Nach Aussage des damaligen Firmensprechers der Nestlé AG wird das Unternehmen durchschnittlich einmal im Monat erpresst. Die Hälfte der Erpresser gibt nach der ersten Kontaktaufnahme auf. Nur in etwa zehn Prozent der Fälle dauert die Erpressung länger als eine Woche. Ob und wann freilich ein länger anhaltender Erpressungsfall eintritt, ist nicht vorhersehbar. Auch wenn also vieles nach Stilblüte oder Studentenjux klingt - "Für diverse Vorhaben, u.a. die Erhaltung der deutschen Sprache, brauchen wir Geld. DM 500 000 wollen wir von Ihnen" -, Sabine Schall muss erstmal davon ausgehen, dass das Schreiben ernst gemeint ist. Die 41-Jährige sagt, in den 16 Jahren, die sie in der BKA-Autorenerkennung arbeitet, sei sie noch nie richtig verladen worden. Natürlich, "wenn es keine Spuren gibt, kann ich auch keine hineinlesen, aber eine richtige Fehlinterpretation habe ich mir noch nicht geleistet". Wenn sie länger redet, schaltet sich hinter ihr der Bildschirmschoner ein, dessen Programmierer wahrscheinlich aus dem bayrischen Sprachraum stammt: Jahimmiherrgottsackezementzefixhallelujanochamal.

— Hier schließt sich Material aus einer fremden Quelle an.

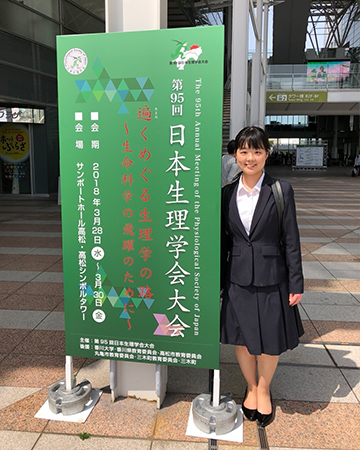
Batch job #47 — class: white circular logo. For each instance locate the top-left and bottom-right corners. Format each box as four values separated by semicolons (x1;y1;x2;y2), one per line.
93;309;106;323
64;48;87;75
91;247;105;261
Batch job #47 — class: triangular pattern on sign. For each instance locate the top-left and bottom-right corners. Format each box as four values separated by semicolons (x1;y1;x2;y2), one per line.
136;77;148;88
136;286;149;297
124;78;141;89
111;91;123;103
137;91;148;102
118;89;129;101
119;297;129;308
87;80;98;90
93;91;104;102
112;78;122;89
98;78;110;90
118;103;129;114
75;80;86;91
105;80;116;91
119;310;130;319
113;298;125;308
143;78;154;89
105;91;116;102
124;91;135;102
132;297;142;309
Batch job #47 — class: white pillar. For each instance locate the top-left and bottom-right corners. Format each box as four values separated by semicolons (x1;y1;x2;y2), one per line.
105;0;167;33
230;0;249;139
105;0;167;408
259;1;269;128
250;0;263;125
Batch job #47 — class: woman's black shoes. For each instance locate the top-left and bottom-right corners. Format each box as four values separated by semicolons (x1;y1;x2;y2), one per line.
257;393;275;427
241;388;258;422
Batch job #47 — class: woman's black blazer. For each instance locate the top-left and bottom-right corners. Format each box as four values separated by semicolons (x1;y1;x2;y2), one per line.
221;174;304;294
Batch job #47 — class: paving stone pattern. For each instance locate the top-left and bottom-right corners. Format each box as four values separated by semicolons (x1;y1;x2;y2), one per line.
0;167;360;450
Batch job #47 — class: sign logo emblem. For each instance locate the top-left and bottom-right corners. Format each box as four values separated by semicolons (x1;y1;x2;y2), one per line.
64;48;88;75
171;41;202;70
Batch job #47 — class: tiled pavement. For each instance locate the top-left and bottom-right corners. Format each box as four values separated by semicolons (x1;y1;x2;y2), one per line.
0;168;360;450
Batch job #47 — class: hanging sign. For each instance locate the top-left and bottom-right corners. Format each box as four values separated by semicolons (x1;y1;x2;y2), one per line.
57;27;224;368
0;123;30;163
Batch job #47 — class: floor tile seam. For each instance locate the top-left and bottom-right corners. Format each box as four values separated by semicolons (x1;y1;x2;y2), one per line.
340;367;360;403
0;327;33;355
300;336;360;348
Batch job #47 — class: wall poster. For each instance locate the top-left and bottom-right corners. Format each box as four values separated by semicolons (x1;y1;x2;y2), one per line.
57;26;224;369
296;145;325;167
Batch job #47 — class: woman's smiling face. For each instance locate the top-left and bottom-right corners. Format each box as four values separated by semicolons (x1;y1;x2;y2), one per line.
236;143;268;175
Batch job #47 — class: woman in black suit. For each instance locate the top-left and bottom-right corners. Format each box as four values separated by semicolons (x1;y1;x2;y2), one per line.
221;127;304;427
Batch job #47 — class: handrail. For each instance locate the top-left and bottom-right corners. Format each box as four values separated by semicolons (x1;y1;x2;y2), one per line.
266;64;360;91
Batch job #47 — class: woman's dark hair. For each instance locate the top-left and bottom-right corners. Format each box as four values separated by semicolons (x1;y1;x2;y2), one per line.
235;126;270;152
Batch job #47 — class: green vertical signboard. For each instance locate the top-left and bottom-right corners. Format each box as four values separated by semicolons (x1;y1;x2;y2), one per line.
57;27;224;368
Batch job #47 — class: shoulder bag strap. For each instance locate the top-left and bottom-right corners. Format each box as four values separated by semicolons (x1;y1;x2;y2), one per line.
271;180;284;236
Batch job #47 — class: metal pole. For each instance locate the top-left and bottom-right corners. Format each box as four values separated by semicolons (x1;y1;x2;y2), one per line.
250;0;263;125
230;0;249;139
212;370;220;407
259;1;269;128
65;355;74;391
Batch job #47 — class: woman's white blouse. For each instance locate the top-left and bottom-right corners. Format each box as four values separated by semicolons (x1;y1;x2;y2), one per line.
236;173;265;235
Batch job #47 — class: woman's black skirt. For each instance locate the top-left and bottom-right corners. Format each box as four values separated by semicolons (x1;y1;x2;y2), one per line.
220;281;304;355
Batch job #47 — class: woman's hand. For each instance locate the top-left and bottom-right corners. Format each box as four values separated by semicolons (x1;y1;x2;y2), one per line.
289;294;302;306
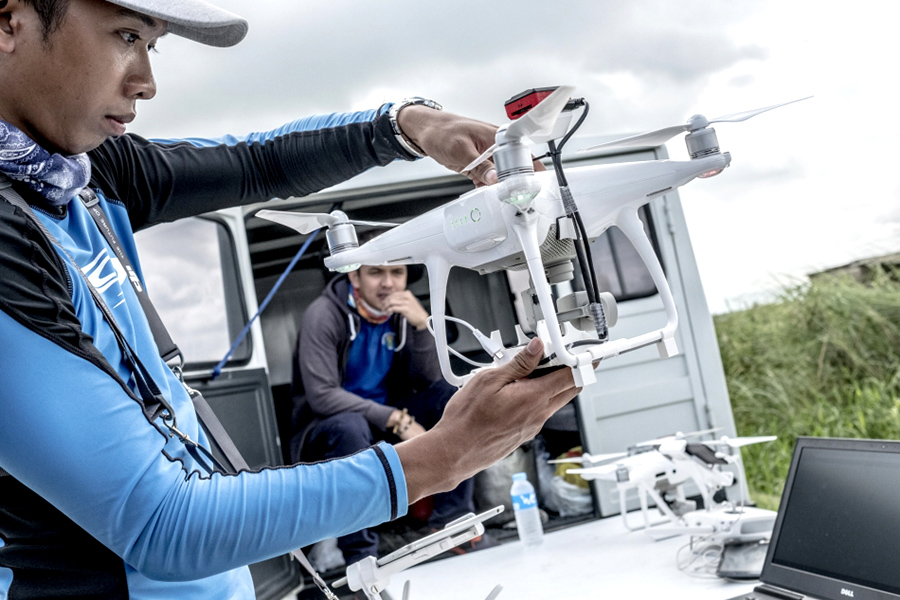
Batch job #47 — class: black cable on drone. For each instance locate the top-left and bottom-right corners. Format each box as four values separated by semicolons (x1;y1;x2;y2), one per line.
547;98;609;341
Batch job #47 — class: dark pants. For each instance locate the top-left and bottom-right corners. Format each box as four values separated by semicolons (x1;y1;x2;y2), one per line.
301;379;475;565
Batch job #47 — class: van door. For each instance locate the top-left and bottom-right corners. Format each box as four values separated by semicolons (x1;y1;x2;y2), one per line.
136;209;301;600
572;147;739;516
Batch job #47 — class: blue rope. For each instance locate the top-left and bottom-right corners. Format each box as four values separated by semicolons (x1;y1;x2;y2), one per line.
210;229;321;381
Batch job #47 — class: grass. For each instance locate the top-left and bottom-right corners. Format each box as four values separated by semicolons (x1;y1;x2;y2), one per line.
715;272;900;510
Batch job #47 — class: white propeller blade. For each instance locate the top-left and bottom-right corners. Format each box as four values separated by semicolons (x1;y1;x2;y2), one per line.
710;96;812;124
256;209;397;234
462;85;575;173
703;435;778;448
635;427;722;446
579;96;812;152
547;452;628;465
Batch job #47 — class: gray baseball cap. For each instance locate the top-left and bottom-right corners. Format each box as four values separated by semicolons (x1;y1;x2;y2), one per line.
107;0;248;47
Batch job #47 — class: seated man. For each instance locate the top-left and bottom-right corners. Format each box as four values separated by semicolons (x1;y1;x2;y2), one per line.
291;255;488;565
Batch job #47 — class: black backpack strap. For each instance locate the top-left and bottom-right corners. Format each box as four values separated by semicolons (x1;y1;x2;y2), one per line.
78;188;181;362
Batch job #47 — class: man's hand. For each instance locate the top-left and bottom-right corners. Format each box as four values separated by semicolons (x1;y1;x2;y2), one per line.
386;409;425;441
397;105;546;187
382;290;428;329
396;338;580;503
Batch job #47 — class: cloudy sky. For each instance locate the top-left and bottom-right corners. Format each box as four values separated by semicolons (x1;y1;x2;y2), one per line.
131;0;900;313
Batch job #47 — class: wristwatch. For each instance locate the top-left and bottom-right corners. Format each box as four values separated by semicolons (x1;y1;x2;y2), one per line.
388;96;444;158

Die Briefe spiegeln auch bundesrepublikanische Geschichte wider: Im Zuge der Wiedervereinigung gab es Erpressungen, bei denen die Autoren ihr Tun als rechtmäßige Wiedergutmachung für erlittenes Unrecht sahen; in jüngerer Zeit rechtfertigen sich Schreiber zuweilen mit Hartz IV. Während der letzten Monate hatte Schall vor allem mit ausufernden Bekennerschreiben "aus dem linksextremen Spektrum" zu tun: "20 Seiten Text sind für die gar nichts." Außerdem kopieren Linksextreme oft ganze Absätze aus dem Internet, da wird es schwer mit der Autorenerkennung.

Gleichzeitig könnte Schall solchen Autoren auch dankbar sein: Denn eines der größten Probleme ist die Kürze. Die meisten Erpresserbriefe enthalten weniger als 200 Wörter. Auch bei Folgebriefen sinkt die Textlänge, schließlich muss ab dem zweiten Brief kaum noch etwas erklärt werden. Parallel dazu ändert sich oft der Umgangston. Als komme nach dem honorigen Anwalt mit sprachlichen Ärmelschonern nun das Inkassobüro Moskau, gehen die Erpresser oft zu finsteren Drohungen über: "Nichtbeachten Dises Schreibens wird mindestents mit Todesstrafe bestraft." - "Hm", sagt Schall, "zwar wenig sorgfältig, aber Dehnungsfehler und Auslautverhärtung sind häufig, leider kann man daraus noch nichts ablesen."